Autograd#

An autograd engine is a tool that automatically compute gradients (i.e., the vector of partial derivatives of the function with respect to its inputs) of a target function. This is important because gradient computations are at the core of optimization algorithms, which are used to adjust the parameters of a machine learning model to minimize the difference between the predicted and actual values.

An autograd engine can work with scalar-valued functions like micrograd and with more complex data structures. Conceptually it can be visualized like a computational graph, like the one below:

In the context of machine learning, the target function is the loss function, which is normally the final function applied to the computational graph, and the parameters are also called weights or data. However, these parameters must be contained in some data structure that is convenient and optimal, which is why tensors are used.

Therefore, a decent autograd tensor library is almost all that is needed to build neural networks and start doing deep learning. In giagrad the autograd engine is built on top of giagrad.Tensor and giagrad.tensor.Function classes, which are the base of giagrad. In reality, giagrad could work only with giagrad.Tensor, but to mantain modularity and keeping the code more readable, giagrad.tensor.Function exists.

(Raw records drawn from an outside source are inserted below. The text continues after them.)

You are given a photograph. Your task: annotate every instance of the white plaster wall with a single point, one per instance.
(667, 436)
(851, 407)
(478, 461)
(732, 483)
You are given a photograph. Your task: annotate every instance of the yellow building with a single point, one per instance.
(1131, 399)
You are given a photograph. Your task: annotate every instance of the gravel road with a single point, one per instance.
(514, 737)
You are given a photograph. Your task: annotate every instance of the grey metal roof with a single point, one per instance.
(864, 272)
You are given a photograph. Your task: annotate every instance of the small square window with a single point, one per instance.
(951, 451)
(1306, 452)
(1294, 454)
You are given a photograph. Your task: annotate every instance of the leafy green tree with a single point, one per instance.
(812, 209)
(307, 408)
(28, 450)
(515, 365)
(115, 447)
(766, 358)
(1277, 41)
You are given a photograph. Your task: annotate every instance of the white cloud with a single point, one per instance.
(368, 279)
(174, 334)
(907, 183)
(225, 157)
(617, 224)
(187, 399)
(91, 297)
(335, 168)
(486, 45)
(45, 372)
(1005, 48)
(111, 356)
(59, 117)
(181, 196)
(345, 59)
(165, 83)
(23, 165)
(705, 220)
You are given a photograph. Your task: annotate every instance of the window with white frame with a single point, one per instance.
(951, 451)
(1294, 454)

giagrad.Tensor is the data structure, which is based on a numpy.array for simplicity, and the computational graph is done with giagrad.tensor.Function. To add new functionalities to giagrad.Tensor, such as a new activation function, one only needs to create that activation function class and add a new method to giagrad.Tensor, see giagrad.Tensor.comm().

giagrad.mlops.ReLU source code should give an idea:

class ReLU(Function):
    def __init__(self):
        super().__init__()

    def forward(self, t1) -> NDArray:
        self.save_for_backward(t1)
        return np.maximum(t1.data, 0)

    def backward(self, partial: NDArray):
        p = self.parents[0]
        if p.requires_grad:
            p.grad += partial * (p.data > 0).astype(int)